Every day. The same. Lockdown continues. The virus invades.
Every day. I wake up. I turn on the lap top. I boot up a game.
Every day. I slug it out with imaginary monsters while a virus, a teeny tiny, eeny winey, virus plays havoc with the globe. This virus, this evil, microscopic bug, is enabling governments to rip away human rights. Doesn’t this virus understand? It’s destroying the world. Governments have become draconic. It’s horrendous.
Every day. Carrot and potato soup with a cup of grain. There is no home delivery. I have to walk. I can’t afford to carry much. I’m saving for a dream. A dream that will never happen, because of a virus.
Every day. I battle monsters on screen. Some are inhuman Non Player Characters. Others are player characters being inhuman towards me. Stalkers, on the payroll, thinking its funny to use words to try and control me.
Every day. I just want to be part of a team. I want to be a team member.
Every day. I wake up, weaker and weaker, eating my meagre, not so nutritious or filling carrot and potato soup. That’s it. That’s all. Nothing else but that. Except, sometimes, its Uber when I do the yard or have to clean house. They never get my order right. Sometimes, they play cruel tricks. Why? I've paid them for it.
Every day. In front of the lap top, the fake reality that has become the only reality I know. Fake news. Manipulated numbers. Numbers I’ve been sensitized to. Words used to make me to do what they want.
Every day. A glance at social media. Nothing good there. Let’s look at the channelers. Surely, they know something. Always promising the cycle of abuse will end. Always promising I’ll get money. Always promising love. Always promising, but never happening. Surely, they know. My stalkers have them on the payroll. Isn’t that how they get the messages across.
Every day. I have a little less motivation. I have a little less oomph. It’s getting hard to breath when I do things. I stand up, I’m exhausted. I sit down, I’m exhausted. I take a pee, I’m exhausted.
Every day. All I have is energy for a video game, and even that, barely. I can’t even lift my hand to scratch at my eye without gasping for breath.
Every day. The border remains closed. Lock down remains the same. Why if we are in lockdown has the traffic around me increased. All the freaks yelling out of their windows at me, telling me to be promiscuous, to spread my legs, to fornicate.
Every day. It is so hard now. This game is a nightmare. The monsters swarm over me.
Every day. It never improves. The world has become dark. Where are my rights? Where are my human rights?
Every day. Why am I so tired? What is wrong with me?
Every day. The bullies in game. The sociopaths in the real world. The lies on the news.
Every day. My stalkers manipulate, mess with my technology.
Every day. I can’t win at this game. I give up. I’m turning it off. I’m turning it all off. I’m turning everything off and listening to music.
Every day. I take my crystals out. I lay under the sun. Sometimes it rains. It’s always cold. I close my eyes. I don’t think. I let my mind float. Thoughts occur to me. I hear the people play out my thoughts after I think them in my reality. This is different. It isn’t fake reality through technology.
Every day. I read the Bible. I learn where I’ve gone wrong and where I can improve. I learn what is necessary, not only to change my life, but to guarantee my eternal life. I already know that the soul is real. I’ve had so much experience with the spiritual realm.
Every day. I study things of the spirit. Different things, same things, learning about other realities. I learn a simple ritual to banish energy from around me. I do this morning and night.
Every day. My intuition sharpens. I learn where the problem is with my energy.
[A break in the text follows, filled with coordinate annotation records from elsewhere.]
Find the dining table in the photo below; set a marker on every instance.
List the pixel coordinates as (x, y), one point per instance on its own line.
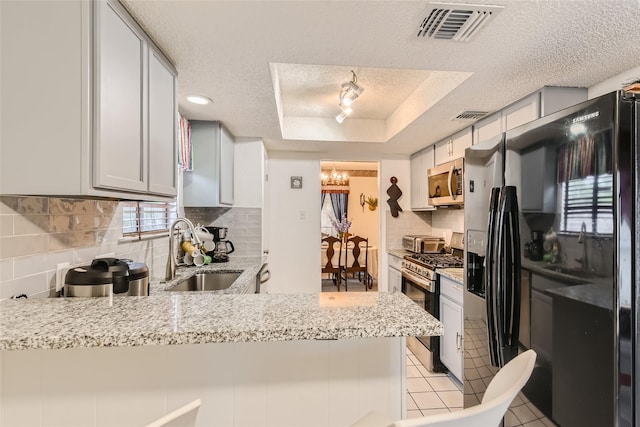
(370, 251)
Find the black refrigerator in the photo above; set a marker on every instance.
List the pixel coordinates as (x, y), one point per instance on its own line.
(551, 231)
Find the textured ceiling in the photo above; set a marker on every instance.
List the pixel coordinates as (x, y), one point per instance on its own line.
(226, 50)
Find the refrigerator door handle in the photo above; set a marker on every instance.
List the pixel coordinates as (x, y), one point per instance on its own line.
(490, 275)
(507, 294)
(450, 182)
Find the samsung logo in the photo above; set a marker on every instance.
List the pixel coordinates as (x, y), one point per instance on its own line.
(585, 117)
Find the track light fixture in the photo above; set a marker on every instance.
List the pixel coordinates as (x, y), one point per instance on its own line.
(349, 92)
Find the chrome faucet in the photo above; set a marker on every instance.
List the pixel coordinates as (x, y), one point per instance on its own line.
(582, 239)
(171, 262)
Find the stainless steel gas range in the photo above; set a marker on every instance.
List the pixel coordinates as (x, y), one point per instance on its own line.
(419, 283)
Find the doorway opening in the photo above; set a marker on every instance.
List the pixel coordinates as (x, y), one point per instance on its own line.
(350, 210)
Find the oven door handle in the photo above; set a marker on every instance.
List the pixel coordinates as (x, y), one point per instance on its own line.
(418, 280)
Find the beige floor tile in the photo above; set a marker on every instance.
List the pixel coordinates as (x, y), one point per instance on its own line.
(442, 384)
(417, 385)
(428, 400)
(413, 372)
(423, 370)
(429, 412)
(414, 414)
(453, 399)
(411, 404)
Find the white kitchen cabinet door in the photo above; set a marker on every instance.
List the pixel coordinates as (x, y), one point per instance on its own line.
(453, 148)
(226, 167)
(162, 127)
(420, 164)
(211, 182)
(93, 105)
(451, 350)
(120, 155)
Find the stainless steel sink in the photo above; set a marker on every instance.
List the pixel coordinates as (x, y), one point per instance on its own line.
(208, 281)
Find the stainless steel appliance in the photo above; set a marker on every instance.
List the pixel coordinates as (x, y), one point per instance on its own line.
(222, 247)
(445, 184)
(572, 174)
(420, 285)
(419, 243)
(107, 276)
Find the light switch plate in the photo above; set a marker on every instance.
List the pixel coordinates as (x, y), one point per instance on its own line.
(61, 271)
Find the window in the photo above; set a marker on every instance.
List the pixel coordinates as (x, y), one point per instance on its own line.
(140, 218)
(588, 200)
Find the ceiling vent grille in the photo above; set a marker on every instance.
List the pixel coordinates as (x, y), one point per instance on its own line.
(459, 22)
(471, 115)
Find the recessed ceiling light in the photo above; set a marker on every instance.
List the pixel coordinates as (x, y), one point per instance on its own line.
(197, 99)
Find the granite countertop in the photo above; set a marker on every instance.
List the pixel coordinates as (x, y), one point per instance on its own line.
(455, 274)
(204, 317)
(249, 266)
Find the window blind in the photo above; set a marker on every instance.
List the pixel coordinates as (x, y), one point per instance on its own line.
(588, 200)
(140, 218)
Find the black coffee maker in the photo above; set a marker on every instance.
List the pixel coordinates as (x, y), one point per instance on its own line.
(223, 247)
(534, 247)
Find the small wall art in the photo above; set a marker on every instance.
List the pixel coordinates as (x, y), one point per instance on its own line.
(296, 182)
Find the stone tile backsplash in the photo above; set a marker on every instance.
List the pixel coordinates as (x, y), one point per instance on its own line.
(407, 222)
(36, 233)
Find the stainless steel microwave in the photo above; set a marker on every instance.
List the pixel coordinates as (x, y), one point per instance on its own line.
(445, 184)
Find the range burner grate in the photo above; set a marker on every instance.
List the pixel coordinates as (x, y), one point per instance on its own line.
(433, 261)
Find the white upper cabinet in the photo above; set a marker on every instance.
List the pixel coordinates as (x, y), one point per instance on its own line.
(106, 104)
(420, 164)
(119, 148)
(162, 126)
(539, 104)
(453, 148)
(211, 182)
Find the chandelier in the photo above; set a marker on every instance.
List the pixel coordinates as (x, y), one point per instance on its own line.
(334, 181)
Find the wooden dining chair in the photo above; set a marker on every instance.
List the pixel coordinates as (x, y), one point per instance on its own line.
(352, 262)
(333, 266)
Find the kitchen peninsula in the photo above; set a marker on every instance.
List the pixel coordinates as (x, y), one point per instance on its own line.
(254, 359)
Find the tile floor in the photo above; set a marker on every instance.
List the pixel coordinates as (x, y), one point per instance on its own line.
(430, 393)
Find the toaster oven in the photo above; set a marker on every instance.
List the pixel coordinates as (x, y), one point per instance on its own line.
(422, 243)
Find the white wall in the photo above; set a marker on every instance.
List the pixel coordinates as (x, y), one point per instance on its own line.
(401, 169)
(294, 242)
(248, 173)
(614, 83)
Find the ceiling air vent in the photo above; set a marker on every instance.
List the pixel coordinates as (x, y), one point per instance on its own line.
(459, 22)
(471, 115)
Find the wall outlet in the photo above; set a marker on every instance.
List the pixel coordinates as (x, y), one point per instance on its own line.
(61, 271)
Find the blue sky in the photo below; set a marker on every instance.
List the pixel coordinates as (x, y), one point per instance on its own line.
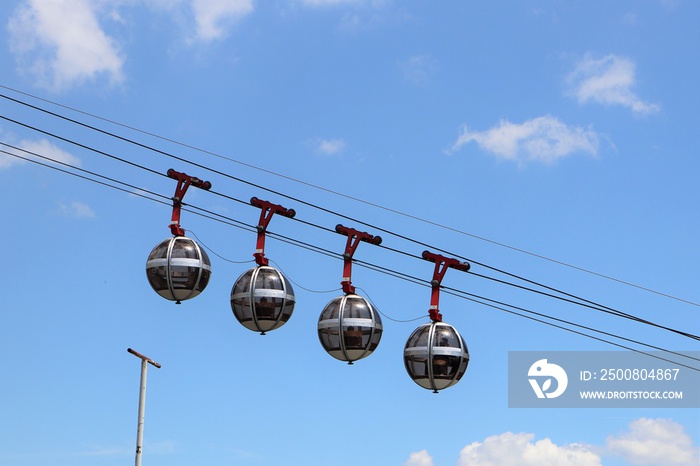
(552, 140)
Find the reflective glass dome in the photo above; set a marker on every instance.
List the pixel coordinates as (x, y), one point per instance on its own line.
(349, 328)
(262, 299)
(178, 269)
(436, 356)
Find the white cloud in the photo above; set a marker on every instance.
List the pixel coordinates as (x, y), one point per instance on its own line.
(210, 14)
(75, 209)
(659, 442)
(59, 56)
(511, 449)
(543, 139)
(41, 147)
(329, 146)
(419, 458)
(418, 69)
(608, 81)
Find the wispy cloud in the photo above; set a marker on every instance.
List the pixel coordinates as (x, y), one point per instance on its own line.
(419, 458)
(31, 149)
(655, 442)
(328, 146)
(75, 209)
(542, 139)
(511, 449)
(57, 56)
(647, 442)
(608, 81)
(211, 15)
(418, 69)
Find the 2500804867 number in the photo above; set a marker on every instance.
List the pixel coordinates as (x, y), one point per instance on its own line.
(639, 374)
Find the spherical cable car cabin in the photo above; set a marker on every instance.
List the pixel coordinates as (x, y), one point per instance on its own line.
(178, 268)
(262, 299)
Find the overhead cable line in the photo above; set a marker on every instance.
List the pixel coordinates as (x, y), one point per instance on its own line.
(458, 293)
(379, 206)
(595, 305)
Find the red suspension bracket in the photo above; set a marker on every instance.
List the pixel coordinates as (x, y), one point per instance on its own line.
(442, 263)
(354, 238)
(268, 210)
(184, 181)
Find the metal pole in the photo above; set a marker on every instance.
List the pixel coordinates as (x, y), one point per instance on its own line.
(142, 401)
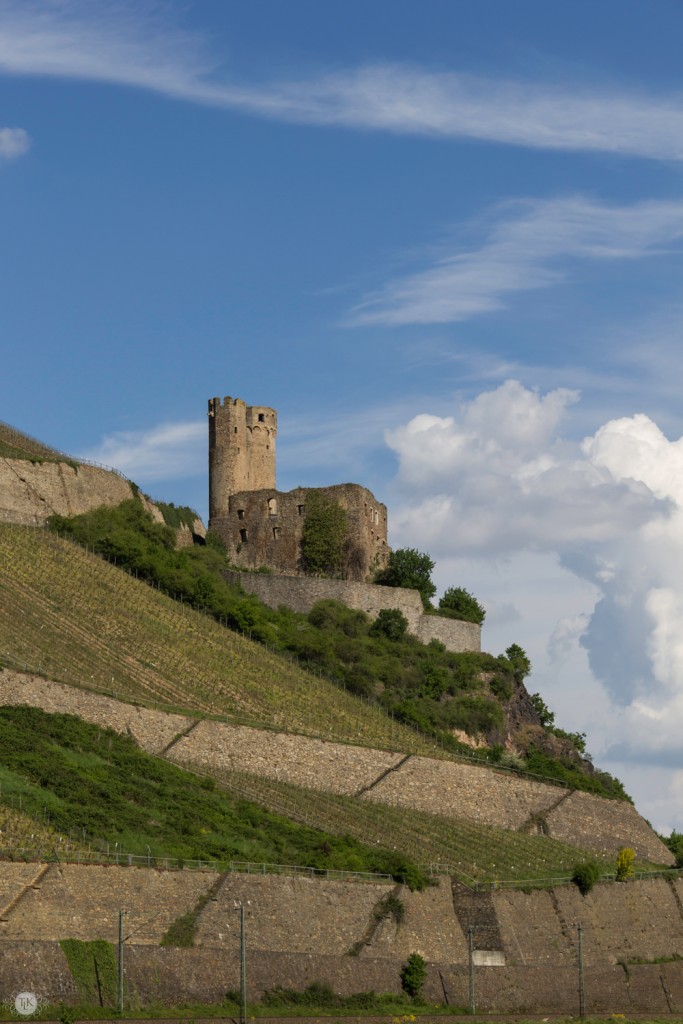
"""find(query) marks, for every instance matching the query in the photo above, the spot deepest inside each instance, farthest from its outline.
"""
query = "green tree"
(390, 623)
(519, 662)
(463, 605)
(675, 844)
(414, 975)
(585, 875)
(411, 568)
(324, 536)
(546, 716)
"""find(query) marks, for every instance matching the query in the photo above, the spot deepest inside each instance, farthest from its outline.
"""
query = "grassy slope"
(97, 786)
(76, 619)
(14, 444)
(97, 783)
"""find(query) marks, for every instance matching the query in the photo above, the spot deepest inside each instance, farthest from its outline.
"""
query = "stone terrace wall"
(152, 729)
(13, 878)
(301, 593)
(311, 763)
(449, 787)
(621, 921)
(464, 791)
(181, 976)
(578, 819)
(32, 492)
(80, 901)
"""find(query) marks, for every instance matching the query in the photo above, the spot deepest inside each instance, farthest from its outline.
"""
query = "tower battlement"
(262, 526)
(242, 451)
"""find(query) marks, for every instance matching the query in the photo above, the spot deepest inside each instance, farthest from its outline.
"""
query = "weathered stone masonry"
(444, 787)
(262, 526)
(301, 593)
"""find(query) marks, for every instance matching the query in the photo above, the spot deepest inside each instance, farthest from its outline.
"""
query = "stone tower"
(242, 451)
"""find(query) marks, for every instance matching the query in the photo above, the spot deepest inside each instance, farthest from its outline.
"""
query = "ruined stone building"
(260, 525)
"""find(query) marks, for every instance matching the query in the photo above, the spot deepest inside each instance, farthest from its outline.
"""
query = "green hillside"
(72, 616)
(97, 785)
(75, 619)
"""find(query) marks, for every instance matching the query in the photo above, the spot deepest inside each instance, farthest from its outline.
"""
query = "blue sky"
(443, 240)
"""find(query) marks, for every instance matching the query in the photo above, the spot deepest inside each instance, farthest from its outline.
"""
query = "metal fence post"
(470, 957)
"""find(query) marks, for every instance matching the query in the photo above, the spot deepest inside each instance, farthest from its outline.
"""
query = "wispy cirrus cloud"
(13, 142)
(138, 45)
(165, 452)
(531, 245)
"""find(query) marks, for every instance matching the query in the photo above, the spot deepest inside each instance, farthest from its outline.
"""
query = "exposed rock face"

It’s my diet. Why didn’t these fake psychics tell me this? They are all watching. I thought they were my guides. Maybe there are two kinds of external guides: those from God and those from the Devil.
Every day. I become calmer. I let go of coffee. I have terrible withdrawals, only to find out I never needed caffeine for energy.
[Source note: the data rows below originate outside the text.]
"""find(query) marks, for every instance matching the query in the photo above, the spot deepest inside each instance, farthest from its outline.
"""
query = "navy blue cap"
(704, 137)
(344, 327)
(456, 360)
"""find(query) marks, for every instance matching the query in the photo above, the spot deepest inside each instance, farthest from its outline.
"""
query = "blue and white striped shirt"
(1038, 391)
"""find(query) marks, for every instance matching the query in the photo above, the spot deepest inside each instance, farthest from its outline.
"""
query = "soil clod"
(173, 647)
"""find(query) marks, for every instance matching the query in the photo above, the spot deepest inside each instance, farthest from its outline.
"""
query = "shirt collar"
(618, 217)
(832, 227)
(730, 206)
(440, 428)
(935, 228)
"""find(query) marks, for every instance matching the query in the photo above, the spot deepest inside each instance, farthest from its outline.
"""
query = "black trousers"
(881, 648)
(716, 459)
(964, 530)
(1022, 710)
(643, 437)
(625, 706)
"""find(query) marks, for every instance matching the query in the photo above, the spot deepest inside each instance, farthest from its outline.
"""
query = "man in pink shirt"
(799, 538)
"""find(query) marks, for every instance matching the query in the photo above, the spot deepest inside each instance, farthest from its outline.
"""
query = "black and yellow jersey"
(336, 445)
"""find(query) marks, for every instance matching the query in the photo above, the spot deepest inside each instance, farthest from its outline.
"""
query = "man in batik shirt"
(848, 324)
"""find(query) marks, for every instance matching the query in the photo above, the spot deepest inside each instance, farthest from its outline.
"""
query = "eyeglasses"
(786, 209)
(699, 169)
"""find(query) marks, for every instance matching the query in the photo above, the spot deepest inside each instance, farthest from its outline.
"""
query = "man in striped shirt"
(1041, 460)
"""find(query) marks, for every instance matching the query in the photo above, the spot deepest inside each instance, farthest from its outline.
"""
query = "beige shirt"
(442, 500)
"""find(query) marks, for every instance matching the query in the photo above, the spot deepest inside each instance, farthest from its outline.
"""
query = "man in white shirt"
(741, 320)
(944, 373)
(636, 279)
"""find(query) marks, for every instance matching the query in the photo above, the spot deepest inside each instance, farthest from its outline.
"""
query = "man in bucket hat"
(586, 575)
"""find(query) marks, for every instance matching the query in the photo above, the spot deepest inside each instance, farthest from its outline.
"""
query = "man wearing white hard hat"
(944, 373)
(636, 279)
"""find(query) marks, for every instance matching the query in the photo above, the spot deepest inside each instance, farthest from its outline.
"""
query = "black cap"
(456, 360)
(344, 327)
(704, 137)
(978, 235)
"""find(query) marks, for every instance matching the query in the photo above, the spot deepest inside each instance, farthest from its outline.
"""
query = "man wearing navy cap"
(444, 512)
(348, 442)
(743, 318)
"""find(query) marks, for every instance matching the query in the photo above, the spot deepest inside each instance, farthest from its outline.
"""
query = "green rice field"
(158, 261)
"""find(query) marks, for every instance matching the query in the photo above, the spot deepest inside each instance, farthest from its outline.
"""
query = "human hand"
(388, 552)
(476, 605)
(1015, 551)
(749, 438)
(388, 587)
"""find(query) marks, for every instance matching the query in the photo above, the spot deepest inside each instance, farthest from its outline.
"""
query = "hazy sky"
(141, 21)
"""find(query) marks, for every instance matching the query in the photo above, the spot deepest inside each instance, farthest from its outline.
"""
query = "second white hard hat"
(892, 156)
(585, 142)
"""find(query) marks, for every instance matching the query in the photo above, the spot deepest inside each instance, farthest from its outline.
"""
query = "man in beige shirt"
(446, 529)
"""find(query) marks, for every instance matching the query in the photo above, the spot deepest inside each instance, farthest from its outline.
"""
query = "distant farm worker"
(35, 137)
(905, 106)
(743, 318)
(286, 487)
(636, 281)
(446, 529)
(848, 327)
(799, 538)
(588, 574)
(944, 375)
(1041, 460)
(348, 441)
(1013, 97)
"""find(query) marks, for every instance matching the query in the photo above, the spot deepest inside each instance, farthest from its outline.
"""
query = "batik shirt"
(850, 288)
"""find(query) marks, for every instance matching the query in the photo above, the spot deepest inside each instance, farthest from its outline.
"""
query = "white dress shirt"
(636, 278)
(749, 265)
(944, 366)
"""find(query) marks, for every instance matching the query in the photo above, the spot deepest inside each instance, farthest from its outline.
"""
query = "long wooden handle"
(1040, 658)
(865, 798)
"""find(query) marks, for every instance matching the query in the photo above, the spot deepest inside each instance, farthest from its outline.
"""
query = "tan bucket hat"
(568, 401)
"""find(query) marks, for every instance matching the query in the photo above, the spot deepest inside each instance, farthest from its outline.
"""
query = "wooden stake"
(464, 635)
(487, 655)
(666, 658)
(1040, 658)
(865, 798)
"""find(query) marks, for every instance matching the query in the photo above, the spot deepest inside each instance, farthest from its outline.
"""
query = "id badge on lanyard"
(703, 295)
Every day. My diet improves little by little. My energy improves. I can breathe again. My heart no longer heaves with the effort of carrying an emaciated body. I’ve gained wait.
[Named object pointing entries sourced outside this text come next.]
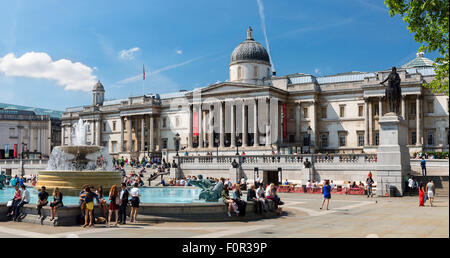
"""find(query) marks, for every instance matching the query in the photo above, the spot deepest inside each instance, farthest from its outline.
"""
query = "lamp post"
(177, 142)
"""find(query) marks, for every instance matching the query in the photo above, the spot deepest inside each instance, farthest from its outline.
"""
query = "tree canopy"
(428, 20)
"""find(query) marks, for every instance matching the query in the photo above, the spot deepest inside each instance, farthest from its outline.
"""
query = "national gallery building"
(259, 112)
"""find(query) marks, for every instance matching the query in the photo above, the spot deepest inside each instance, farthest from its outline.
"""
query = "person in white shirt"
(25, 200)
(261, 198)
(410, 185)
(134, 202)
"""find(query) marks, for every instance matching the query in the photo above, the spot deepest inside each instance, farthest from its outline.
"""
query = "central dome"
(250, 50)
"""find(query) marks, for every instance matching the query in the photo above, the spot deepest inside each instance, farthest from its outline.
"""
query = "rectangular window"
(12, 132)
(324, 112)
(360, 138)
(430, 137)
(412, 108)
(113, 146)
(324, 140)
(342, 139)
(360, 110)
(342, 111)
(413, 138)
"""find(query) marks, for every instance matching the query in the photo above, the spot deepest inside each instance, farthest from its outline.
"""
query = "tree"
(428, 19)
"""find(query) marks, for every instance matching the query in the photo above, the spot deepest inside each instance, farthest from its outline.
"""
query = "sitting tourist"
(237, 194)
(228, 201)
(25, 200)
(102, 200)
(42, 200)
(57, 202)
(16, 200)
(261, 198)
(271, 195)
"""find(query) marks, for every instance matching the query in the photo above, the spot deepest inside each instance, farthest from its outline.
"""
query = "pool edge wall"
(166, 212)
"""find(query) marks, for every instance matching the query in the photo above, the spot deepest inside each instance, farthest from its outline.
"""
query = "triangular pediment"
(227, 88)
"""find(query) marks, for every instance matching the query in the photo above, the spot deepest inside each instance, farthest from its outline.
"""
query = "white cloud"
(72, 76)
(157, 71)
(128, 53)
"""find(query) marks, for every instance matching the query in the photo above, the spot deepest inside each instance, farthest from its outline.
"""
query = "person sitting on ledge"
(228, 201)
(57, 202)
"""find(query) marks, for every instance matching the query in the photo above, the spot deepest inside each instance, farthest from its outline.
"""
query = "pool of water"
(148, 195)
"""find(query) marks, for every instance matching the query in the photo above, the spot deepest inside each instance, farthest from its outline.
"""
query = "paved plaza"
(349, 216)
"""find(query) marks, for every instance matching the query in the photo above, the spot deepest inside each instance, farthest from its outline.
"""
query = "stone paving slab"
(350, 216)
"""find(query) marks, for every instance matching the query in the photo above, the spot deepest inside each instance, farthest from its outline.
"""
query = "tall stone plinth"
(393, 155)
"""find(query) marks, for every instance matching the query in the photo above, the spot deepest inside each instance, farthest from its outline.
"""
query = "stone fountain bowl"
(81, 149)
(71, 182)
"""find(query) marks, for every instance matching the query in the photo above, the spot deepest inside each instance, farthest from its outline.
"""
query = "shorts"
(135, 202)
(90, 206)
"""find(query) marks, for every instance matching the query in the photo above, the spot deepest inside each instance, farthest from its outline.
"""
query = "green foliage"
(428, 19)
Every day. I continue to meditate. My vibration, I can feel it again. I begin to experience having a clean energy field that isn’t skewed out of shape by being inside the false matrix of an electrified building or sitting in front of a laptop for 12 hours a day.
Every day. I read the Bible. So much wisdom. So much freedom. Freedom, not to commit crimes, but to follow Jesus. He came to set the slaves free. He came to release us from the bondage of the Devil. He came to counteract mind control.
Every day. Summer approaches. The borders will be open in November. That dream I had when I asked God how long it would be before sleeping was right. That dream was three months ago.
Every day. I feel lighter. My health has improved. My attitude has improved. The sun is a most glorious being. The Earth is a powerful magnetic field whose might should not be sniffed at. The Aboriginal tribes of all nations understood this. Now, I begin to understand this as well.
Every day. It’s a year later. I still read my Bible, I still meditate outside. My crystals are happy. I am so much happier. I know that this war on my psyche has changed. I know, so long as I cleave to Jesus and remain on the path of righteousness, that I will win. I will win, not only in this lifetime, but in life everlasting.